Drei Wege funktionieren parallel: Erstens, besuche Bestatter persönlich und stelle dich vor — rechne mit fünfzehn Besuchen, bis drei oder vier dich auf die Empfehlungsliste setzen. Zweitens, sprich in Hospizen oder Senioreneinrichtungen vor und biete einen kurzen Vortrag über moderne Trauerkultur an. Drittens, schalte ein Google-Unternehmensprofil mit deinem Einzugsgebiet frei.
Wie bereite ich mich auf meine allererste Trauerrede vor?
Plane drei Stunden für das Vorgespräch mit der Familie, drei Stunden für das Schreiben und zwei Stunden für das Üben. Sprich die Rede laut, mit Timer — sie sollte zwischen 2.000 und 2.800 Wörter umfassen. Fahre am Vortag zur Trauerhalle und prüfe Akustik, Mikrofon und deinen Standort. Lege dir ein Notfall-Kit bereit: Wasserflasche, Ersatz-Ausdruck, schwarze Krawatte oder Tuch.
Kann ich als Quereinsteiger ohne Ausbildung Trauerredner werden?
Rechtlich ja — der Beruf ist nicht geschützt. Praktisch raten Bestatter und erfahrene Redner dringend davon ab. Eine Ausbildung kostet zwischen 1.500 und 4.000 Euro und dauert drei bis zwölf Monate. Dafür lernst du Gesprächsführung mit Trauernden, Zeremoniengestaltung und den richtigen Umgang mit Bestattungshäusern. Ohne diese Grundlagen riskierst du Fehler, die Familien und Bestatter dir nicht verzeihen.

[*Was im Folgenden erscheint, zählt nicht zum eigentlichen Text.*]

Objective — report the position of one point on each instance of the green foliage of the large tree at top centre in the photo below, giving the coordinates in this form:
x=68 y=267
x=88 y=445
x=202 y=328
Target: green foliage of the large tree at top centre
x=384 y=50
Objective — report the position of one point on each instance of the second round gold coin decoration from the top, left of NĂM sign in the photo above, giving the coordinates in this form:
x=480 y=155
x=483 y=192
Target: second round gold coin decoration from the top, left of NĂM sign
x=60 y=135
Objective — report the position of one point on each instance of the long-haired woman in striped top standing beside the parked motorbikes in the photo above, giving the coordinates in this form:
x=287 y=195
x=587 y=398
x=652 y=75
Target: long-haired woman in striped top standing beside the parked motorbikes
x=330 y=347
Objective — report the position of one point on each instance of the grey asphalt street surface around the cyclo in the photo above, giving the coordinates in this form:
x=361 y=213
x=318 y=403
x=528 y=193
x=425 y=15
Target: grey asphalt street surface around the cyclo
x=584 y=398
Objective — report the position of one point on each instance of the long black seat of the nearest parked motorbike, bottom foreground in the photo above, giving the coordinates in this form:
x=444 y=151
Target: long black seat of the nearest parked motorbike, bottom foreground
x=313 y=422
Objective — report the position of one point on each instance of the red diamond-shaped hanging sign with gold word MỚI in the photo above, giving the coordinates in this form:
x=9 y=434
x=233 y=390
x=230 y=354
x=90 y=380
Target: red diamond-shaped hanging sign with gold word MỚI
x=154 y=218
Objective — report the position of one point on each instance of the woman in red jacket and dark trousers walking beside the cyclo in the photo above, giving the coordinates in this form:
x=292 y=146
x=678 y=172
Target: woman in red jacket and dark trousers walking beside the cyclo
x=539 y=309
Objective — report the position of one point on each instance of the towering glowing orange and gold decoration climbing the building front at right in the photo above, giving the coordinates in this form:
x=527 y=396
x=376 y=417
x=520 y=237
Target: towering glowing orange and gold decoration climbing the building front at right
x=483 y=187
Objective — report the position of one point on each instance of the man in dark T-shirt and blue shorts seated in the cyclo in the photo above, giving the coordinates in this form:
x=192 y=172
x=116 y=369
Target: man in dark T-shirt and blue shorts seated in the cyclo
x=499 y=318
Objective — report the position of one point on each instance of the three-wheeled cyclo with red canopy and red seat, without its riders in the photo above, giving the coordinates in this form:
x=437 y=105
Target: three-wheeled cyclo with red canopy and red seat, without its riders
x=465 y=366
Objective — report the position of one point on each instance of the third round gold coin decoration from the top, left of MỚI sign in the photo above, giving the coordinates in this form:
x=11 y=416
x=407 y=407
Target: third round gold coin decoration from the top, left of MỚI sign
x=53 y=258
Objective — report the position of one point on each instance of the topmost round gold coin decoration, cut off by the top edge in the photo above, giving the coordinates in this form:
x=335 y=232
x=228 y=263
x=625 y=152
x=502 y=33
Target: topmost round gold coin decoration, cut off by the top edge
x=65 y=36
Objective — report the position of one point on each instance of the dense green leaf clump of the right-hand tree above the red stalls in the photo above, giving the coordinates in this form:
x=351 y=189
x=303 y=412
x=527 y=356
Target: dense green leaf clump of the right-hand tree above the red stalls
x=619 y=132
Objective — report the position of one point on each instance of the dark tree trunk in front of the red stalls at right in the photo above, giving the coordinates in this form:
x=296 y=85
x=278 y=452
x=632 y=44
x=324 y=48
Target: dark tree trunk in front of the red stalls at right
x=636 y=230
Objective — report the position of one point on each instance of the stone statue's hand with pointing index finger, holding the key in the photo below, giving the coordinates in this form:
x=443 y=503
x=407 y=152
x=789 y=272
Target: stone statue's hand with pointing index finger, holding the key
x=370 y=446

Lohnt sich der Beruf finanziell?
Bei acht bis zehn Reden pro Monat und einem Honorar von 350 bis 500 Euro pro Rede erreichst du ein Bruttoeinkommen zwischen 2.800 und 5.000 Euro. Davon gehen Krankenversicherung, Fahrtkosten, Versicherungen und Steuern ab. Realistisch bleiben 1.800 bis 3.200 Euro netto. Die obere Grenze liegt bei zwölf bis fünfzehn Reden pro Monat — mehr schaffen die wenigsten dauerhaft, ohne dass die Qualität leidet.